He was so determined to make his new book look weighty, in the this-treatise-belongs-on-the-shelf-between-Plato-and-Cato sense, rather than the double-chin-isn't-quite-gone-yet sense, that he did something practically unheard of for a politician: He didn't plaster his picture on the front.
Dowd goes on to reference Gore’s weight in seven of her seventeen paragraphs (1, 2, 4, 11, 14, 16, 17). Beyond that, she finds a “subliminal clue” to his future intentions (5); offers an inane analysis of his book tour’s timing (6); and pretends that a joke by Gore was serious, thereby making him sound highly pompous (13). But let’s review: Gore’s book says that our discourse is broken; Dowd responds by discussing his weight. We’ll wait to judge Gore’s work for ourselves. But we can say this already: Case closed.

Of course, discussing Dowd’s cosmic dumbness is like debating the blue in the sky. All that’s left are the puzzling questions about the way the rest of the world seems to swallow this endless, rolling inanity:
Times readers: We’re puzzled. How could someone read this column without being struck by its sheer inanity? Does such work make sense to Times readers?

Times editors: Prodigal son Andrew Rosenthal waved his typical drek into print. What did he think when he did that? Was he thrilled that his brilliant stable included this Pulitzer winner? Does this make sense to Rosenthal?
And then, the question that may matter most:
Liberal observers: Why do libs and Dems accept this? Why is this rolling insult to reason—to the American discourse—still permitted to stand?
We’ll discuss that last question tomorrow, in Part 4 of our Special Report. But are we gripped by an “assault on reason?” Gore wrote the book—but Dowd proved the point. The discussion is over. Case closed!

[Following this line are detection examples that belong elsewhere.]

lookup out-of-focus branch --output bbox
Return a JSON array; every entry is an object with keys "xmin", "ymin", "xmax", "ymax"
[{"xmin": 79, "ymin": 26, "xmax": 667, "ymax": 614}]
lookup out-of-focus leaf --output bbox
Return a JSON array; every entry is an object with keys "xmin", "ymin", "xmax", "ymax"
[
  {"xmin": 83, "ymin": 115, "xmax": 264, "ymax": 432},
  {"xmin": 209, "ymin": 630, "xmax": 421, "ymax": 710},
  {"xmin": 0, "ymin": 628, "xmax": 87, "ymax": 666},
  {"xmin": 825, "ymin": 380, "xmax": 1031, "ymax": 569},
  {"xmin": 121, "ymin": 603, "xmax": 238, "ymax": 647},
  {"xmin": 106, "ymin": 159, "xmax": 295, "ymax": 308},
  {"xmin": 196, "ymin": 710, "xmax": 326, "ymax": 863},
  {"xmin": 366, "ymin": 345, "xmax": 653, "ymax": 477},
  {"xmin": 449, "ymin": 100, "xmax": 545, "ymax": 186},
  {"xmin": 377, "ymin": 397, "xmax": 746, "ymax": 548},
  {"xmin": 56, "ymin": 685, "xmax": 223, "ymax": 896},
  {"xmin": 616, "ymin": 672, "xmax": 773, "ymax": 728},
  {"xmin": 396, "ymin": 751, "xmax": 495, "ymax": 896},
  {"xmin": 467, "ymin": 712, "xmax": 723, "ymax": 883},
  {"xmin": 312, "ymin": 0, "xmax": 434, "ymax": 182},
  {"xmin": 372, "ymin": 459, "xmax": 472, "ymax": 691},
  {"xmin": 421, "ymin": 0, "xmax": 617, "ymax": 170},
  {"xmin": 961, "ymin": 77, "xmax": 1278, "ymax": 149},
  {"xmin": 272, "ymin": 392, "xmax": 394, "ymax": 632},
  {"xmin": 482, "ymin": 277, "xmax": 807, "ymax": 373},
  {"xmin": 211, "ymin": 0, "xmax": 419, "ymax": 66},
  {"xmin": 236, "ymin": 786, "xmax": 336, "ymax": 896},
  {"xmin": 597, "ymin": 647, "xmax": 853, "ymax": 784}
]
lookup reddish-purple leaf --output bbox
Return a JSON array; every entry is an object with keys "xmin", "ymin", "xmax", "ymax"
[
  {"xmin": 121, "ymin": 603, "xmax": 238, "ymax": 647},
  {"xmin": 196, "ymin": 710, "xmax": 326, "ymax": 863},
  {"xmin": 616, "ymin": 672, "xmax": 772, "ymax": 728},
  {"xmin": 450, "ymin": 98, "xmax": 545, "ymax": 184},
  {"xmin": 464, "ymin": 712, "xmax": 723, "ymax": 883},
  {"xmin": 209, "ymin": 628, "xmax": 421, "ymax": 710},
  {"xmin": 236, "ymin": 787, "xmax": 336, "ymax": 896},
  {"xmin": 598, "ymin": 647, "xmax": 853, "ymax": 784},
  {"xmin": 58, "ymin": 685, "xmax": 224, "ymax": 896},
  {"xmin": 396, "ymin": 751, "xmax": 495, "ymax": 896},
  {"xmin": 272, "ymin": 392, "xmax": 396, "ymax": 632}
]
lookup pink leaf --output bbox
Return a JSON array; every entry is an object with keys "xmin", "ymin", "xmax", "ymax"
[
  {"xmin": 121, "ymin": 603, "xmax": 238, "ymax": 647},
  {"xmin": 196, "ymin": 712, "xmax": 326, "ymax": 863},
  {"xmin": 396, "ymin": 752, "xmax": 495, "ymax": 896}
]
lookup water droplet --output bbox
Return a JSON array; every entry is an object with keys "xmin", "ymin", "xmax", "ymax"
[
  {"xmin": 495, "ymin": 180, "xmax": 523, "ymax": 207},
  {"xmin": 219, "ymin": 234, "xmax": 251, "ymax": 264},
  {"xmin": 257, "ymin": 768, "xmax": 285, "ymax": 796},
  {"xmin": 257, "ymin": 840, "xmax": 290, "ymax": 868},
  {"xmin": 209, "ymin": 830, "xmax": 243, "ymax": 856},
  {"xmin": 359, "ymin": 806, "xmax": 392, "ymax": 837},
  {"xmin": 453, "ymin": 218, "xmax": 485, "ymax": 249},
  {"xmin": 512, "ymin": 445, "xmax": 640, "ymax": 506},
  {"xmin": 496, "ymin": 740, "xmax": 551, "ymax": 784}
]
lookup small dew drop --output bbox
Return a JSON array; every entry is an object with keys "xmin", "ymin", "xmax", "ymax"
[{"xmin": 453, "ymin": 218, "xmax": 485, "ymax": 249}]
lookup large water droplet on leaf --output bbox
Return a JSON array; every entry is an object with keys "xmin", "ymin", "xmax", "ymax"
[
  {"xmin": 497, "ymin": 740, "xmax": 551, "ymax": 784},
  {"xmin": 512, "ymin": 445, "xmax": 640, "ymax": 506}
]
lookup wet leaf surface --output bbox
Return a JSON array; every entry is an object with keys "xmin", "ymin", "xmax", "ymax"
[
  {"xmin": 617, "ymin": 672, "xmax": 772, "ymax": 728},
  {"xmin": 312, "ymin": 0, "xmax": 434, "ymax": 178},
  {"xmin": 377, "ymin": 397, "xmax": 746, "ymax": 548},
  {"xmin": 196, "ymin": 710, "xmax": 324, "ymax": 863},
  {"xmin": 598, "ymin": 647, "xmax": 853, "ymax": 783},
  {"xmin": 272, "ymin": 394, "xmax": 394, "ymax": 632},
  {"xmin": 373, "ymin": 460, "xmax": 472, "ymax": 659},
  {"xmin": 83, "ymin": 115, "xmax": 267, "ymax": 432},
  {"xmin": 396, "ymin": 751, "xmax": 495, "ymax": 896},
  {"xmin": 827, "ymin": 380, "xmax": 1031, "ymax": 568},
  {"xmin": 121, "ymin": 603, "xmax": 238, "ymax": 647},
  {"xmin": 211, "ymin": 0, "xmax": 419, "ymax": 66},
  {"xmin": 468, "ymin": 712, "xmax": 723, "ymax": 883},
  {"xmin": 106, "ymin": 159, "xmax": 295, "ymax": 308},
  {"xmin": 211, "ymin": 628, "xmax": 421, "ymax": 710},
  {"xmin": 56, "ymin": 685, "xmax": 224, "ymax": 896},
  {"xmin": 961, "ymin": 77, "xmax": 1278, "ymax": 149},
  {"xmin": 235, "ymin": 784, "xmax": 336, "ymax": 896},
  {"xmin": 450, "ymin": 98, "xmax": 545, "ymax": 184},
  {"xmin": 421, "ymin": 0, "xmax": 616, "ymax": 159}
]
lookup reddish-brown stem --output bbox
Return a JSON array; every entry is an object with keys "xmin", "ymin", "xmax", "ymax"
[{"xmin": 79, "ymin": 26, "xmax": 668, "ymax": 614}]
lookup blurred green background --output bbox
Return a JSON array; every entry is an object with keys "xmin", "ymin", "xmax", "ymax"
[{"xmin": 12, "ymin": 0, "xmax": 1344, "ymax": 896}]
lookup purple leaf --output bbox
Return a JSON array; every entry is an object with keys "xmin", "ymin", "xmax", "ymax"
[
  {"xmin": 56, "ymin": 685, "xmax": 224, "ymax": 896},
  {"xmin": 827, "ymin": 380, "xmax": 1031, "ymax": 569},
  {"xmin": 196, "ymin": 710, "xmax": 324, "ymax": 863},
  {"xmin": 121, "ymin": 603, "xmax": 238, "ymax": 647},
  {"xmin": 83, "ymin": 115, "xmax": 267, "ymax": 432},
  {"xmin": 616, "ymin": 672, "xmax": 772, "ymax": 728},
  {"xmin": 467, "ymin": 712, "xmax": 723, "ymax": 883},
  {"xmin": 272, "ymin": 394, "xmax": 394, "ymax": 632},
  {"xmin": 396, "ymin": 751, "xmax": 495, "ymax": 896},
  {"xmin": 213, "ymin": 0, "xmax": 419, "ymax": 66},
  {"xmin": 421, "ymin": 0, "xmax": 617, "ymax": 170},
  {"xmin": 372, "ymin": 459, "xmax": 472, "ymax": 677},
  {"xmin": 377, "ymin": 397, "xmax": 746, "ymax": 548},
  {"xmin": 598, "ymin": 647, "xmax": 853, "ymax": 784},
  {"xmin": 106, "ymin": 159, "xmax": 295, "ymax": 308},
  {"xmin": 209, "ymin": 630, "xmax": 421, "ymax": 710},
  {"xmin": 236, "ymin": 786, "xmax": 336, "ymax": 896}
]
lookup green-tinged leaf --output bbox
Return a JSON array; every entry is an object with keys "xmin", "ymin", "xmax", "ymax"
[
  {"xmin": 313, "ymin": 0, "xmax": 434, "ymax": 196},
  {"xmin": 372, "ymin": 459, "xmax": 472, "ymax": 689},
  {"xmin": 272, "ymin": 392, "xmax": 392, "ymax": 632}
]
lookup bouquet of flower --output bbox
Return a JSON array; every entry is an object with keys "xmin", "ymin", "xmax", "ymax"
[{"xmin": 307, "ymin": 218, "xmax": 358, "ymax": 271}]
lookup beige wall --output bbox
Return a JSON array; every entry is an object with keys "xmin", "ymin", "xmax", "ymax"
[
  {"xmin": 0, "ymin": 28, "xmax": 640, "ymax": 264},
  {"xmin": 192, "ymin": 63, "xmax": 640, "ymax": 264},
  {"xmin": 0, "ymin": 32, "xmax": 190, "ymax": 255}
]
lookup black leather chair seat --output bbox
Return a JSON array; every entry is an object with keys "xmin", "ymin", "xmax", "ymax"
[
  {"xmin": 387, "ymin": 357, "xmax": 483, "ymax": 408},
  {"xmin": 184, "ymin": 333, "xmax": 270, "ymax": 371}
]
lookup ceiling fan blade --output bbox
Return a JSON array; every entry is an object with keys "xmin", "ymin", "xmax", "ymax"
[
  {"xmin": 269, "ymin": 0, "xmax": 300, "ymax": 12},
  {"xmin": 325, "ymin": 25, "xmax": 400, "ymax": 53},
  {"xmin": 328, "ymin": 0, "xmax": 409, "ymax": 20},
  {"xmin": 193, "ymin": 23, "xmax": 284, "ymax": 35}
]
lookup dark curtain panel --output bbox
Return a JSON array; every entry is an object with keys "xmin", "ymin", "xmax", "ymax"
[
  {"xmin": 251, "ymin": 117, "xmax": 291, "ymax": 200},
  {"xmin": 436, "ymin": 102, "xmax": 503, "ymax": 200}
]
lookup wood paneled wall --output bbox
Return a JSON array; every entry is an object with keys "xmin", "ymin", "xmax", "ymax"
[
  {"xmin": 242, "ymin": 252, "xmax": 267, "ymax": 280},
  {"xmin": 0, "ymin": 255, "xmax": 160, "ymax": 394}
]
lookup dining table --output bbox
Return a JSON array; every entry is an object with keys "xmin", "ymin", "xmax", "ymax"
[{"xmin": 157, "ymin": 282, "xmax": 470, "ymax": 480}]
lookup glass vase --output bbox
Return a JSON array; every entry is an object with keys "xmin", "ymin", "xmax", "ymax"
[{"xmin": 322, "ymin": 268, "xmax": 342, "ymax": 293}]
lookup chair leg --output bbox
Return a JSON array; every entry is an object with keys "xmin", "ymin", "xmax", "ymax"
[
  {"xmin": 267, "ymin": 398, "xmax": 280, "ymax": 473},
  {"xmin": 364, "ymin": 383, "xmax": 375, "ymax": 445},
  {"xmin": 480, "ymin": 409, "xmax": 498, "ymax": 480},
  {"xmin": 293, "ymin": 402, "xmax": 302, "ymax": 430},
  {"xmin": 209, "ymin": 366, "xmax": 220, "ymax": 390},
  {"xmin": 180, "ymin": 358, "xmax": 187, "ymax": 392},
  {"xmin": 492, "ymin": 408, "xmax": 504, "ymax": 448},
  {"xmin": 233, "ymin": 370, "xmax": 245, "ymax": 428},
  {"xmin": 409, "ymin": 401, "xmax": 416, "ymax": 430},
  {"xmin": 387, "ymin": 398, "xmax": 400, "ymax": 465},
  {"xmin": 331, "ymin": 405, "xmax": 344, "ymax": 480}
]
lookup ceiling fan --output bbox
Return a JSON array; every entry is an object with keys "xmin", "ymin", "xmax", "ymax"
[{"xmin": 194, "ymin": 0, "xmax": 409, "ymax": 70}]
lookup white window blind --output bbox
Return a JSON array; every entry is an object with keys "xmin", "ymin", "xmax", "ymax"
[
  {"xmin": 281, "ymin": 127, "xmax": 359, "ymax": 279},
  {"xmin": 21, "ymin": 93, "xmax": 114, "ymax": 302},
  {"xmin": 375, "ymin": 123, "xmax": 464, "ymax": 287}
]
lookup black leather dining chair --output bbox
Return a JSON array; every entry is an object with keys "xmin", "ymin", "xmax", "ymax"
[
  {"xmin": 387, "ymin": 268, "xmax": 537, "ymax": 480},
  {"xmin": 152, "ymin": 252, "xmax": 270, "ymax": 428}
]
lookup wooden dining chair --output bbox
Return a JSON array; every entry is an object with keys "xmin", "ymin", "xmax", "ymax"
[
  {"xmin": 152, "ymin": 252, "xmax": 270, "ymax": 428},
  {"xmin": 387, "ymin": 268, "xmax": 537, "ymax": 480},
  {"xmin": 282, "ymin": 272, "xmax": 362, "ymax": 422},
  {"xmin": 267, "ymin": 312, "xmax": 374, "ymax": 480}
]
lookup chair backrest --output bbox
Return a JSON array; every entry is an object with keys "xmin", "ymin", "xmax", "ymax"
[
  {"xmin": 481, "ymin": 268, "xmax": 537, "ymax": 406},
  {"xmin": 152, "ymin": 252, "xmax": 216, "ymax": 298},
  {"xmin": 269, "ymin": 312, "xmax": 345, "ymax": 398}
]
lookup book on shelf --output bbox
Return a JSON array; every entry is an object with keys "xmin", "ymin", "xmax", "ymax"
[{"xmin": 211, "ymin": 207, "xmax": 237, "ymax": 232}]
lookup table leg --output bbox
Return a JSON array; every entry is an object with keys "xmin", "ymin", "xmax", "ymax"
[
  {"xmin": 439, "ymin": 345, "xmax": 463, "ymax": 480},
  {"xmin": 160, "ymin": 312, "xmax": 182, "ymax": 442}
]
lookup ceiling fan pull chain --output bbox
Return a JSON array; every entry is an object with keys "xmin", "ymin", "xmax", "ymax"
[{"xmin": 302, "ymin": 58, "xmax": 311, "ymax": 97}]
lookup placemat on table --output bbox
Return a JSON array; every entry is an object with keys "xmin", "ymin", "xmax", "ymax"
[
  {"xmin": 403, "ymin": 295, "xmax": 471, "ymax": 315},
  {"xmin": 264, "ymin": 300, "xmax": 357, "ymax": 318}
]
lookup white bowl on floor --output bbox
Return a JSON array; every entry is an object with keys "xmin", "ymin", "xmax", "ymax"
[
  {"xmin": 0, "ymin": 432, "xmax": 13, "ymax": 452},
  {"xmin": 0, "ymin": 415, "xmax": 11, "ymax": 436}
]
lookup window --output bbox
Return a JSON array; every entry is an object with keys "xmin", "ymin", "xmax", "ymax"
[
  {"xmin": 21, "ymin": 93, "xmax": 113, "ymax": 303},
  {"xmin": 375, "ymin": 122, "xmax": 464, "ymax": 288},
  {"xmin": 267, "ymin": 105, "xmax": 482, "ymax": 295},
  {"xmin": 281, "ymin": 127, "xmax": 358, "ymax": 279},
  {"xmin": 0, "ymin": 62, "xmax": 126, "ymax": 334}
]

Special report: We’re with Stupid!

PART 3—THRUST UPON HIM: How low will the Post’s Outlook section go to keep its pieces suitably stupid? On Sunday, “Outlook” led its front page with a piece so dumb that it almost redefined press inanity (see THE DAILY HOWLER, 5/22/07). Vote for Stupid, it seemed to say, extending a mindless press corps trope that was already foolish during Campaign 2000, before George Bush had destroyed the known world. Indeed, how low had Outlook been willing to go? On Monday, that piece’s author, the hapless Liz Garrigan, met the world in a Post on-line chat. What follows is her first Q-and-A. Cover the eyes of the kids:
QUESTION: What are the chances of an All-Vandy race? Fred Thompson vs. Al Gore? Go [Commodores]!

GARRIGAN: Slim, I think. While I imagine Gore's ambition hasn't subsided much, I don't think he'll jump in. He's got swimming pools to heat.
Good God, that’s stupid—but in all the right ways! Note that Garrigan is “imagining” again, the impulse that led her astray this past Sunday. And of course, she tags Gore as “ambitious”—even as she says he won’t run! Remember: Nothing is ever allowed to defeat the Standard Tales the press loves to tell. In this narrative, Gore is ambitious if he gets in the race. Then again, it’s the same if he doesn’t.

Yes, that opening Q-and-A really defines “Stupid Chic.” But when a reader chided the scribe, she further explained her group’s culture:
QUESTION: Hey, what was that knock on Al Gore about heated swimming pools? Are you aware that he buys all of his energy from renewable resources (solar, wind)? Tennessee has had this program in place since 2000. Snarky asides by people in positions of "authority" just serve to perpetuate lies like this. You should be above that.

GARRIGAN: Snarky asides help to pay my bills. I was just making a joke about his substantial energy use, which was in the news recently. Yes, we all know: he mitigates his "carbon footprint.”
Ha ha ha ha ha ha ha! Snarky asides help pay her bills. Translation: She’s paid to be stupid! Further translation: Like Kathleen Parker, Garrigan is “southern fried Dowd.”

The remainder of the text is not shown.